Overbite vs Underbite
A misalignment due to an overbite or underbite is a common medical reason to get braces. An overbite is when your upper jaw overlaps the lower part of your jaw by more than 2mm. It can cause headaches, jaw pain, and possibly difficulty chewing food. An underbite is, naturally enough, the opposite issue where your lower jaw protrudes, covering your upper teeth. This can lead to jaw pain, inflammation, and arthritis, and is a leading cause of Temporomandibular Joint Syndrome (TMJ).
What is TMJ?
Temporomandibular Joint Syndrome, better known as “TMJ” is when a misalignment of the temporomandibular joint (the jaw joint right in front of your ears) causes tenderness or pain in the jaw, face, or ears. Here are seven indicators that you might be a potential sufferer:
- Pain in your jaw while eating or talking
- Difficulty with eating or chewing
- Waking up with pain under/behind your ears
- Clicking sound from your jaw while shifting it
- Do you breathe through your mouth regularly
- Grinding your teeth at night
- Waking up with headaches
Just as there are a variety of causes for TMJ, there are a variety of solutions; depending on what is causing the pain, braces may or may not be part of your optimal therapy. If you are experiencing these symptoms regularly, talk to your dentist to determine the cause, and to work out an effective solution to the issue before it causes further complications.
Adults Don’t Wear Braces – Or Do They?
Adults can also benefit from the results of orthodontics. Braces will bring back the natural alignment of your teeth and jaw, improving your quality of life. Improving the alignment of your teeth as an adult can still reduce enamel wear and muscle stress, ease cleaning, and postpone tooth loss.
What Kind Of Braces Should I Get?
There are several different types of orthodontic devices available for children and adults who are considering appliances; but they break down into a few primary categories.
- Traditional braces are metal brackets attached to your teeth, and use wires held in by rubber bands to gradually move teeth into alignment
- Ceramic braces are similar to traditional ones. However, they can be matched to your tooth colour and, with low profile wires, are much less casually noticeable
- Lingual braces are metal, but the brackets and wires are placed inside the mouth, on the tongue side of the teeth (hence the name)
Check with your dentist for available options to suit your needs.
What is Invisalign?
Invisalign braces are clear, plastic removable aligners. You wear them for approximately 22 hours a day, taking them out only to eat. A series of 18 to 30 custom-made mouth guards are created and replaced every two weeks. Advancements with the Invisalign technology allow for more complex cases to use Invisalign now than when they were first introduced in 1997. If you are considering it, perhaps you want to read about what to expect from Invisalign treatment.

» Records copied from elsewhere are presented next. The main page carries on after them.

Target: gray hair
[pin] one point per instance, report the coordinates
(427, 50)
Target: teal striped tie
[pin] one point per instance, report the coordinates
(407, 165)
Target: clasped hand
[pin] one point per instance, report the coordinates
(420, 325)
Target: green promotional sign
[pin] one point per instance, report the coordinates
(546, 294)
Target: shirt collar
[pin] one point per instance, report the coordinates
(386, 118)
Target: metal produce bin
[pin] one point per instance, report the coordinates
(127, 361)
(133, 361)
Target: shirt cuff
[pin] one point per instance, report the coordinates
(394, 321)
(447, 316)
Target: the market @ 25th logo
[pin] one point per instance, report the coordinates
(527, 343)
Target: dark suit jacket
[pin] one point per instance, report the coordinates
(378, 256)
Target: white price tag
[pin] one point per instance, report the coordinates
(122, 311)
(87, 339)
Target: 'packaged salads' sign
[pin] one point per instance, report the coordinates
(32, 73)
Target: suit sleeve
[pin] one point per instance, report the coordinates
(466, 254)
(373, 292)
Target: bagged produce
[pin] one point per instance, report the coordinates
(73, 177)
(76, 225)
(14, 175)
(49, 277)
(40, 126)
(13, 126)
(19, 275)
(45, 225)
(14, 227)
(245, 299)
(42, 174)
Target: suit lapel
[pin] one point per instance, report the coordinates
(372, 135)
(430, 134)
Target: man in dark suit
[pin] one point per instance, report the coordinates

Crooked teeth, overcrowding, too much space between your teeth, overbites, and underbites are all issues that require intervention to maximize your oral health. Whether your child is in need of braces, or you want to correct your own smile with your Invisalign dentist Oshawa, feel confident in taking that next step. Braces fix alignment, straighten teeth, adjust your bite, and promote good health.